Before major defensive lapses led to Saturday’s strange 35-28 loss to Oregon, Ohio State hadn’t let a regular-season game slip away since 2018, and hadn’t lost one at home since 2017.
Day says much can be learned from the setback about players, as well as about the team’s supporters, some of whom are quick to get surly when the Buckeyes fail.
“You find out a lot about a lot of people when adversity hits,” he said. “You find out about their true character.”
As Day noted after the game, one loss isn’t fatal to Ohio State’s bid to make the College Football Playoff — anything less would be considered a failure in Columbus — but it makes it a little harder and more complicated.
Take 2018, when the No. 2 Buckeyes lost to unranked Purdue in October. They won the rest and the Big Ten title but were outside looking in when playoff selections were announced.
In 2017, Baker Mayfield brazenly tried to plant an Oklahoma flag in the Ohio Stadium artificial turf after the Sooners prevailed 31-16 in Week 2. A head-scratching loss to Iowa followed two months later. The Buckeyes won the Big Ten title, but had to settle for the Cotton Bowl and a No. 5 ranking.
Any loss these days by the storied program causes turmoil inside the Woody Hayes Athletic Center. Issues with the Buckeyes defense must be cleaned up fast. The offense has to get more balanced. Schemes will be dissected, personnel evaluated and assistant coaches upbraided.
Fortunately for the Buckeyes, the next two weeks bring Tulsa and Akron to Columbus for tune-up games of the kind that typically are scheduled to open the season. Blowout wins — Tulsa is a 27-point underdog Saturday — aren’t going to impress poll voters but more game reps should help work out some of the problems.

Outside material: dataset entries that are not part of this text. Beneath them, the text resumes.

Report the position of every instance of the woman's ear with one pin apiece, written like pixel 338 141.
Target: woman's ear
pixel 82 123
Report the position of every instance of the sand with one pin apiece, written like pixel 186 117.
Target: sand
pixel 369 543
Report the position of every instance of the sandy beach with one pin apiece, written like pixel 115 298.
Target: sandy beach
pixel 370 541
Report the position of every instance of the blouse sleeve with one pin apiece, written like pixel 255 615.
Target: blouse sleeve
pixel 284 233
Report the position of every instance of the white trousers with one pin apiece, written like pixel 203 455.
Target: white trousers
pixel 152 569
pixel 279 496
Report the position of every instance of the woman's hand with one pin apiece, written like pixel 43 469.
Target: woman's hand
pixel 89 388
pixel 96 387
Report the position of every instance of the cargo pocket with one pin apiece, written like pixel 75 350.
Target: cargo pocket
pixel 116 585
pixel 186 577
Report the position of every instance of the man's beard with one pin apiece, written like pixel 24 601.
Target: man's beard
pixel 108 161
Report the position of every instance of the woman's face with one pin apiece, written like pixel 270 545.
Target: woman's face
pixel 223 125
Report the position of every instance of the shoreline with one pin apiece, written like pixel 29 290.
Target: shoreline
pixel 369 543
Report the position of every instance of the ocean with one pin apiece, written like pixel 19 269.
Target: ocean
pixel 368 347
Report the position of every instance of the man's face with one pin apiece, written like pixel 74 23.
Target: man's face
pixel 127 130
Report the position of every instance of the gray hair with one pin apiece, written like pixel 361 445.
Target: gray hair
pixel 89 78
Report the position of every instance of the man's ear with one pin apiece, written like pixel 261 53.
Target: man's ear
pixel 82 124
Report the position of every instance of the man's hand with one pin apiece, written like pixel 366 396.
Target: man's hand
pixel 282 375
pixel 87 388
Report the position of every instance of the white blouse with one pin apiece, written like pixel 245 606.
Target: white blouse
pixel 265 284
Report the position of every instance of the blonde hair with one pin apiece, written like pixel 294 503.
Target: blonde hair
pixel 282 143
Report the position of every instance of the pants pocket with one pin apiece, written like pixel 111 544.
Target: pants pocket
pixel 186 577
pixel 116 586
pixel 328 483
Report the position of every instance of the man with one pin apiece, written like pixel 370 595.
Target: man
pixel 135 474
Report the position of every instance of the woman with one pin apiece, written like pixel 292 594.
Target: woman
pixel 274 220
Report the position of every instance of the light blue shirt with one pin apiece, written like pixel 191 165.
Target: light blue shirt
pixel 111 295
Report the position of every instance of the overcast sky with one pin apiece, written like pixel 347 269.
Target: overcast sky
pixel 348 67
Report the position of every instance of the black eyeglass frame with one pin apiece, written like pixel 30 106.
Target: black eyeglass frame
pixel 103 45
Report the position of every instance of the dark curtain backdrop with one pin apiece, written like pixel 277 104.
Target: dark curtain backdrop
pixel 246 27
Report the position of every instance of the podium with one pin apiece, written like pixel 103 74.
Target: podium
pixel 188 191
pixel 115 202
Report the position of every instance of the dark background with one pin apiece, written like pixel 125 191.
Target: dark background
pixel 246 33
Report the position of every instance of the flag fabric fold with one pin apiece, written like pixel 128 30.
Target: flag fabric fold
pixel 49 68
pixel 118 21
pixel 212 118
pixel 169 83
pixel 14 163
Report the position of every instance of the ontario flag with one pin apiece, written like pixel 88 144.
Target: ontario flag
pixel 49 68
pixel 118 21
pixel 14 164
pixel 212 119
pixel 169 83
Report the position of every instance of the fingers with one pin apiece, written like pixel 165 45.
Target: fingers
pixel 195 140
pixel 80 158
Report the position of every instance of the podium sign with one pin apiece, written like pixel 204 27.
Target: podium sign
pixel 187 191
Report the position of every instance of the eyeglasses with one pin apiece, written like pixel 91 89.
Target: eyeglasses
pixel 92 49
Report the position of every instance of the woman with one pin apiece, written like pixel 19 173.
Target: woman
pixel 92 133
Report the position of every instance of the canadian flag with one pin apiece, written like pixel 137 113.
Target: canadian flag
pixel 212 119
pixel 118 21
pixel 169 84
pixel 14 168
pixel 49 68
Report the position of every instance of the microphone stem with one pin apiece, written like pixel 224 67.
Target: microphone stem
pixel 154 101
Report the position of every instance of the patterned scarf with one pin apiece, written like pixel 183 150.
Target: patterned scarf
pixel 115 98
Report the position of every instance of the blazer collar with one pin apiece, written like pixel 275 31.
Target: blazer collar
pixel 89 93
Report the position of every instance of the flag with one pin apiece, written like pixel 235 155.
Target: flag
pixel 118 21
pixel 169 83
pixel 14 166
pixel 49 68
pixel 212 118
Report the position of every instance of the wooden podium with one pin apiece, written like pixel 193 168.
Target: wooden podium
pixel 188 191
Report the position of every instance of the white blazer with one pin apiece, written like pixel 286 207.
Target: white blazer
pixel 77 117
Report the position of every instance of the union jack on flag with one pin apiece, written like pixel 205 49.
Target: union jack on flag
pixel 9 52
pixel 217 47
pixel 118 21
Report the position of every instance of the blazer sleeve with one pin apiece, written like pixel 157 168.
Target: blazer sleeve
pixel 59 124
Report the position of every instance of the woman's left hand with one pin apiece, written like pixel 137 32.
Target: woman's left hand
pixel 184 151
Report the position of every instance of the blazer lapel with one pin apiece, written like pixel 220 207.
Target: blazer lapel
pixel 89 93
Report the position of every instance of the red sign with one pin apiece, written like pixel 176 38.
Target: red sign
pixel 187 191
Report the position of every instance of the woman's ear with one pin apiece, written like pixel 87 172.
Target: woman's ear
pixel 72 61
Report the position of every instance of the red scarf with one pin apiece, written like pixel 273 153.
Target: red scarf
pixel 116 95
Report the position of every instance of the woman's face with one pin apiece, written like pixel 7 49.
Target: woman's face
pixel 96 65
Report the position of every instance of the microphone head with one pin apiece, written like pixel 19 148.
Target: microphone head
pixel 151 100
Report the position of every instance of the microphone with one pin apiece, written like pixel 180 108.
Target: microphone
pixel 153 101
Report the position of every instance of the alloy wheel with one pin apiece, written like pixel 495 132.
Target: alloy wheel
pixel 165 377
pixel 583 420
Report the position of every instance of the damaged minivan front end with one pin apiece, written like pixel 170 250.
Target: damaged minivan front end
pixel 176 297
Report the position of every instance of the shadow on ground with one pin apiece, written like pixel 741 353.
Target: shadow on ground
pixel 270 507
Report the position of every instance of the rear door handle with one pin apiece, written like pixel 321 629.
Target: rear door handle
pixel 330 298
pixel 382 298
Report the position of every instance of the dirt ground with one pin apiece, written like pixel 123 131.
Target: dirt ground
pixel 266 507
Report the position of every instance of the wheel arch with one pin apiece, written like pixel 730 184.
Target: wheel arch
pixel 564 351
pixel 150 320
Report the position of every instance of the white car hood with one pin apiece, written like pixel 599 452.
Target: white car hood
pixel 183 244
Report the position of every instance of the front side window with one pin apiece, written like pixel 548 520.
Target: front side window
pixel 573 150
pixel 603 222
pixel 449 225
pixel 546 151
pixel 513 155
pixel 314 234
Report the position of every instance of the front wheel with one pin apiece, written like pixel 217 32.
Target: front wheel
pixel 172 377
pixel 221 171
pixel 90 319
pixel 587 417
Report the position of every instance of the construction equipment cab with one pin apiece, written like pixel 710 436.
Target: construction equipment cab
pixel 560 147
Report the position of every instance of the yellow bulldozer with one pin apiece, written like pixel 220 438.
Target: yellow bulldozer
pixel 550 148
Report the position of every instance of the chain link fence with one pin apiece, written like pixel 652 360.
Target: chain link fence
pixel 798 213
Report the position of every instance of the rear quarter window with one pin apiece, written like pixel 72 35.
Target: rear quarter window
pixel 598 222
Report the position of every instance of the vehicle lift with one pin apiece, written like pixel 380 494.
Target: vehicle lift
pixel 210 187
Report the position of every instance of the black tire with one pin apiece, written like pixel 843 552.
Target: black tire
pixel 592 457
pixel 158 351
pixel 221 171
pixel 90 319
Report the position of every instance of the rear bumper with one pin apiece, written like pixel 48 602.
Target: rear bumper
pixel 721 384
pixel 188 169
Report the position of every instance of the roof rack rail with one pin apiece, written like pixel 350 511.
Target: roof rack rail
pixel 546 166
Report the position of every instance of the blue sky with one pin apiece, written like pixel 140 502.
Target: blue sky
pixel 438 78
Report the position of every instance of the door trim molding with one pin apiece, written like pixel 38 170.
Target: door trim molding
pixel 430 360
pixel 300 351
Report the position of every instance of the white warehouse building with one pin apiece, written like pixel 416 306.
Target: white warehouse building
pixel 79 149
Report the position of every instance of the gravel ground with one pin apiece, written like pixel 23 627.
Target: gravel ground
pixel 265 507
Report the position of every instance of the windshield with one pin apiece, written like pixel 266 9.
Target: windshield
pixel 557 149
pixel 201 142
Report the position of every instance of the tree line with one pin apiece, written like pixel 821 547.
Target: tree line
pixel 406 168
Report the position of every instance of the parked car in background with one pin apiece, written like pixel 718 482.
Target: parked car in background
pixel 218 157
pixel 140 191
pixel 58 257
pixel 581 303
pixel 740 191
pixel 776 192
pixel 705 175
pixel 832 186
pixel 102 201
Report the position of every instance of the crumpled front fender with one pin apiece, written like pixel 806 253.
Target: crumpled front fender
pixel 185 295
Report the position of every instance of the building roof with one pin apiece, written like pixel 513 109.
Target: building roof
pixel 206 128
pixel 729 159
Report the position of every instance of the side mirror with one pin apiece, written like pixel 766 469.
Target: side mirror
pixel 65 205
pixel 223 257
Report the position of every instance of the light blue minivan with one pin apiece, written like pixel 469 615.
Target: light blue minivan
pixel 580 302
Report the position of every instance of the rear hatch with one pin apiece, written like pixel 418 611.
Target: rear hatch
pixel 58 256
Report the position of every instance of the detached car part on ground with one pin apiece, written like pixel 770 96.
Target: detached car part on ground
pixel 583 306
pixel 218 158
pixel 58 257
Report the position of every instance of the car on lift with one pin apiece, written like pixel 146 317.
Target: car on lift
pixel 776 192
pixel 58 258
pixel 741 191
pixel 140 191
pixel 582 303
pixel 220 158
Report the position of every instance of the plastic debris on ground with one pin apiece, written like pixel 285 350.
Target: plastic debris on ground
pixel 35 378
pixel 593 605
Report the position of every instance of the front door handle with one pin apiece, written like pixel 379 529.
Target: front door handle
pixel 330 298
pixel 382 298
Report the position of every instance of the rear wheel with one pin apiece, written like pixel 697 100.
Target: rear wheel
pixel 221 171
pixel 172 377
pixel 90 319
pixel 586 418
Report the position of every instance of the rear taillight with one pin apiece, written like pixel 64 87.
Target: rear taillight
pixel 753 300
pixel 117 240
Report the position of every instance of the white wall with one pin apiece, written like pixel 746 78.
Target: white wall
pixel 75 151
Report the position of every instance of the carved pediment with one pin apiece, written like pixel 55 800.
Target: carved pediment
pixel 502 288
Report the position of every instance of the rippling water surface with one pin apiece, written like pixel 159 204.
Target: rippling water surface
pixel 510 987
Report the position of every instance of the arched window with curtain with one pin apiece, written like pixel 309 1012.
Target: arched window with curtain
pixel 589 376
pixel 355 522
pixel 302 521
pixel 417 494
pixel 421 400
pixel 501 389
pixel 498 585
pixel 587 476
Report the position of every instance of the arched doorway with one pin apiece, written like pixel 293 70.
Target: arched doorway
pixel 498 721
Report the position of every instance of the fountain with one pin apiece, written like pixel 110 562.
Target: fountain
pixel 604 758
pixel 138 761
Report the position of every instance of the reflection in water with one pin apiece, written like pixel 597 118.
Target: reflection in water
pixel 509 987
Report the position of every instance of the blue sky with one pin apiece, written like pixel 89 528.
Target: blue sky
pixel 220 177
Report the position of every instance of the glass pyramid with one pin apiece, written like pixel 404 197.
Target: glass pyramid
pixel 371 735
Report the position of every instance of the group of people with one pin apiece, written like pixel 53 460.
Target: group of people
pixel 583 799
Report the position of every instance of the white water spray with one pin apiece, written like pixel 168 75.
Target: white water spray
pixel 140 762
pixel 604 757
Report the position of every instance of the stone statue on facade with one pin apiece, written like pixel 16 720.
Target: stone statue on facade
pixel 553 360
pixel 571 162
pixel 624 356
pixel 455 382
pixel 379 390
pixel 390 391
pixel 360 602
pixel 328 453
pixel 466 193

Ohio State resumes Big Ten play on the road against Rutgers on Oct. 2. Big ones ahead include No. 10 Penn State at home on Oct. 30 and No. 25 Michigan at Ann Arbor on Nov. 27. Indiana and Michigan State could end up being trouble, too.
Fifth-year defensive tackle Haskell Garrett insisted that all the Buckeyes’ goals are still attainable, noting that Ohio State’s 2014 team lost to Virginia Tech at home in Week 2 but rebounded to run the table and win the national championship.
“We’re going to get on the film, make the proper corrections, we’re going to put it behind us and then go play the next game,” Garrett said. “It is what it is. They did it in ’14. We can do it in 2021.”
C.J. Stroud, the 19-year-old quarterback whose first collegiate start was the Sept. 2 win over Minnesota, said he and his teammates are keeping level heads.
“Haskell came up after the game and he said something great: ‘The season’s not over.’” Stroud said. “We’re not going to press, we’re going to stick together. We’re not going to point fingers.”